There’s no reason to commit any one off task to long term memory. So we either keep it active in our working memory or write it down. Writing it down frees up space in our working memory and gives you a real world space to store your tasks.
But, not all to do lists are the same. Below are several common mistakes people make when planning their schedules. Avoiding these should increase your completion rate and help you stick to your goals.
The most common pitfalls
- Too many to-dos
- Poor time management
- Lack of priority
- Uncertain Outcomes
Too Many To-dos
Your to-do list should serve as an extension of your memory, not a replacement. You list should be limited to items that can be accomplished in the time they’ve been written for. There’s no benefit to include tomorrow’s work today. Schedule an alarm or put it on the calendar if you truly need a reminder. Don’t let extraneous work creep into today’s focus.
In fact the more tasks that go incomplete, the more likely you are to trigger the Ovsianka Effect. The act of tricking yourself into believing that work you set for yourself really wasn’t the useful or worthwhile.
Poor Time Management
The more time you have to finish a task the less likely you are to get it done. A bit of a paradox but easily explained. We’re lenient on ourselves. If we estimate something will only take an hour and have four to finish it in, we’ll try and put it off. We pretend that spending those first few hours relaxing will set us up for serious productivity. In reality, it’s all but impossible to pull ourselves away from whatever we’re engrossed in. We have to fight mind, body, and soul just to get off the couch to get get going. It’s better to work first and relax later.
As an added bonus once you’ve completed that work you’re completely free to enjoy the day as you like. There’s no transitioning away, no guilt from forgetting to do something. Just you, being completely present.
Lack of Priority
If something needs to get done you shouldn’t bury it at the bottom of your lists. Put it front and center and do it first. If the task itself seems to daunting you need to break it down into manageable chunks.
Humans prefer work that improves over time. As we transition away from our most difficult tasks we feel a sense of relief that what’s ahead of us will be even easier. On top of that we get a rush of accomplishment from squaring away our biggest task straight away.
On the other side, if we try and check off our easy tasks first we may end up tricking our brain into believing we’ve earned a break. While you probably have, you end up exposing yourself to interruptions. Not only will you have to shift back from play to work, but some overwhelming distraction could completely derail your day. Leaving you with the task of finding more time to complete your daunting work.
If you’re trying to include tasks that’ll take multiple days or weeks to accomplish you’ll only be setting yourself up for failure.

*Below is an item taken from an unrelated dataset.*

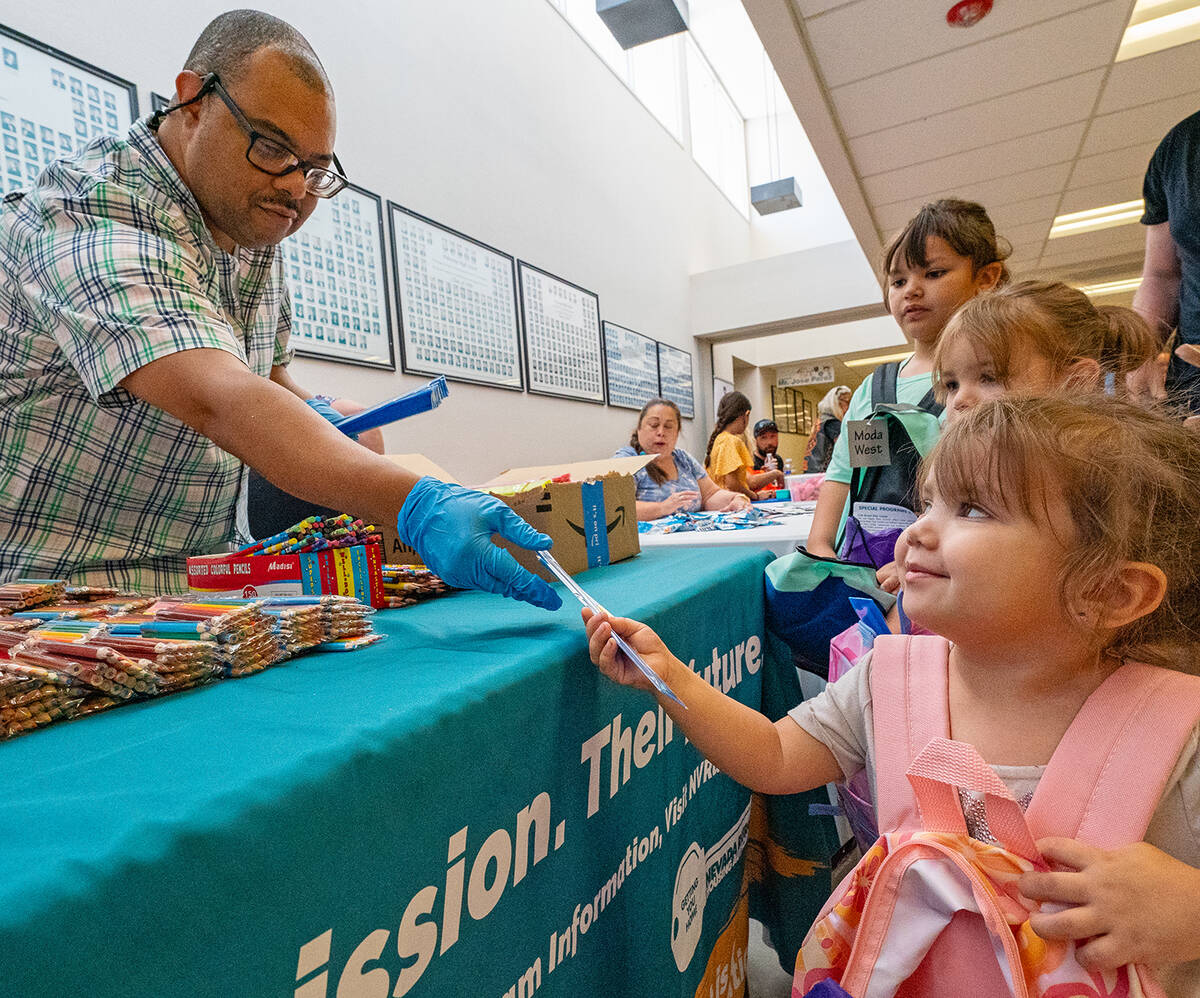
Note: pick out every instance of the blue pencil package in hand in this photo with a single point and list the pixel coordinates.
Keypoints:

With unclear goals the work you end up doing becomes difficult to track and could upset your pacing.
Your daily goals or new routines should be concise. Allowing you the opportunity to reflect on whether you’ve done enough or have the ability to fit a bit more in each day.
Instead of “clean the yard” break it down into chunks. Clean up after the god, mow the lawn, water the plants, and weeding. Doing so helps arrange your work day and keep track of time. On top of that knocking off multiple items feels good and looks more accomplishing.
How do I do it?
My best results come from organizing and planning my work early in the morning or, ideally, night before. This adds a natural flow to my day, checking off my priorities as I go means my time is well managed and there’s never a question if I have time for a longer break in my day.
At most I put 7 tasks on my todo list. And I commonly get to five or six, though recently I’ve been completing everything. And yes, I’m bragging. I think it’s important to give yourself a pat on the back. It’s one of the best parts of accomplishments. And, there’s probably a fair amount of science agreeing with me.